In actual fact the problem isn’t at all to do with how much effort you are putting in or how attentive you are and is all about the mental illness that is wreaking havoc behind your eyeballs.
For example when I am watching a film, lets say Winnie the Pooh, my eyes are watching the yellow bear in the red t-shirt and my ears are hearing something about honey. The information from the screen goes through my eyes and ears, but then when it gets to the place where the brain is supposed to collect the information and take it to the department of comprehension, none of the little brain people are there to pick up the parcel because they are off doing other things. In one lobe OCD is counting the number of breaths I am taking and insisting that some kind of disaster is about to happen because I am sitting a little too far to the left,. A little further along anorexia is dashing about with a calculator, calculating the number of calories in 200g of courgette for the millionth time even though the answer is always the same, and yelling that I should start doing 1000 star jumps incase I wrongly measured the courgettes earlier and accidentally ate an extra gram. Next there is depression generally crying and making everything a bit soggy, telling me that it will only shut up if I kill myself because the sadness will never end, and then finally BPD is there bellowing that all my friends hate me, want to leave and that I should probably text them all urgently begging for forgiveness, texts that, if not replied to within 30 seconds, mean they have probably all fled the country to get away from me.

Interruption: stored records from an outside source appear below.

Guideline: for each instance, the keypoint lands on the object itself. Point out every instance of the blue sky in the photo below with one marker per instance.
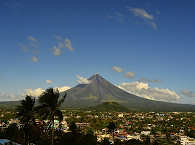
(153, 39)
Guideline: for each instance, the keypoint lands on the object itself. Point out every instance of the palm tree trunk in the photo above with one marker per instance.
(52, 133)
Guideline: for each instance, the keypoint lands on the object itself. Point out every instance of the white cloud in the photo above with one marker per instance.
(64, 88)
(35, 59)
(48, 81)
(154, 26)
(141, 13)
(82, 80)
(144, 90)
(31, 38)
(56, 51)
(24, 47)
(68, 44)
(146, 80)
(117, 69)
(188, 93)
(59, 38)
(9, 96)
(130, 75)
(60, 45)
(35, 93)
(38, 91)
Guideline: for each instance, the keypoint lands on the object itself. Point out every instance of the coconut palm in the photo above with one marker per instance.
(25, 113)
(111, 129)
(49, 107)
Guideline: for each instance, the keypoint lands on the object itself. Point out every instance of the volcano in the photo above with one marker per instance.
(99, 91)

For people who maybe don’t understand what all those mental health things can feel like when they are all going off at the same time, listening to a friend over a cup of tea is sort of the equivalent of trying to concentrate on a mouse standing on a stage who is whispering the works of Shakespeare, with the Philharmonic Orchestra standing next to you belting out Vivaldi’s four seasons whilst your head is being pecked at by vultures, expired eggs are being thrust under your nose, there is a Scotch Bonnet chilli pepper on your tongue and a Lush employee is vigorously lathering your body with handfuls of body butter. (Again for people who do not live in the UK, “Lush” is a lovely shop against animal testing, that sells things to use in the bathroom and whose employees are highly trained in moisturising anything that moves whether that thing wants to be moisturised or not).

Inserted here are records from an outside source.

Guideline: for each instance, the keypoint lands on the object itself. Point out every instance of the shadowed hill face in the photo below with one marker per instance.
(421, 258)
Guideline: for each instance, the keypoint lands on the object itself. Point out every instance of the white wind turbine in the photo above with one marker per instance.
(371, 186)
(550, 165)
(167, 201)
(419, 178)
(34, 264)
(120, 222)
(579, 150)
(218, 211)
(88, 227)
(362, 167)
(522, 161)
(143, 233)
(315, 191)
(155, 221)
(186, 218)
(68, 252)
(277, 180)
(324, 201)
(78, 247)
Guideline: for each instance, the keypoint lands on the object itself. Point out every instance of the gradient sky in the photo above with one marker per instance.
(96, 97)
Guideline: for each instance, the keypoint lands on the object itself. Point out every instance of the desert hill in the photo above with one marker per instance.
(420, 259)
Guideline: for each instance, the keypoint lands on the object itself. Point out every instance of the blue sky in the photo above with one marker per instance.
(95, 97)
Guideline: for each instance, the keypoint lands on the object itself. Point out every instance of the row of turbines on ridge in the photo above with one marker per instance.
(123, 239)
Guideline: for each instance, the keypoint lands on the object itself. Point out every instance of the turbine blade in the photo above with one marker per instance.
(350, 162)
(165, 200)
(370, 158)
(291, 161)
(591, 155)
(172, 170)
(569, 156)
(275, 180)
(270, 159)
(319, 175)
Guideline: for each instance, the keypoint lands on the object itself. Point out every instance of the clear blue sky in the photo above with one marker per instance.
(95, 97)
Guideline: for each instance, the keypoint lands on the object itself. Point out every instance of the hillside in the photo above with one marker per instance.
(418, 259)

How is ANYONE expected to concentrate when all of that is going on?

If, since becoming mentally ill, you have suddenly become incapable of concentrating at work or in school, I hope you know that, as I have demonstrated, it is not because you are stupid and is most likely to do with the mental health problems you have raging around inside you, so please give yourself a break. Obviously it is still important to work hard, listen in lessons or to friends and try to concentrate on the things you should be concentrating on, but if you can’t don’t beat yourself up about it and don’t be afraid to take breaks and try doing things on a day where your head is perhaps a little quieter/the philharmonic orchestra in my analogy are missing a few of its trumpets.
You often hear people accuse people they don’t think are listening of being “day dreaming”, but sometimes, when mental health problems really get hold of you, it is more likely you will feel as if you are stuck in a nightmare.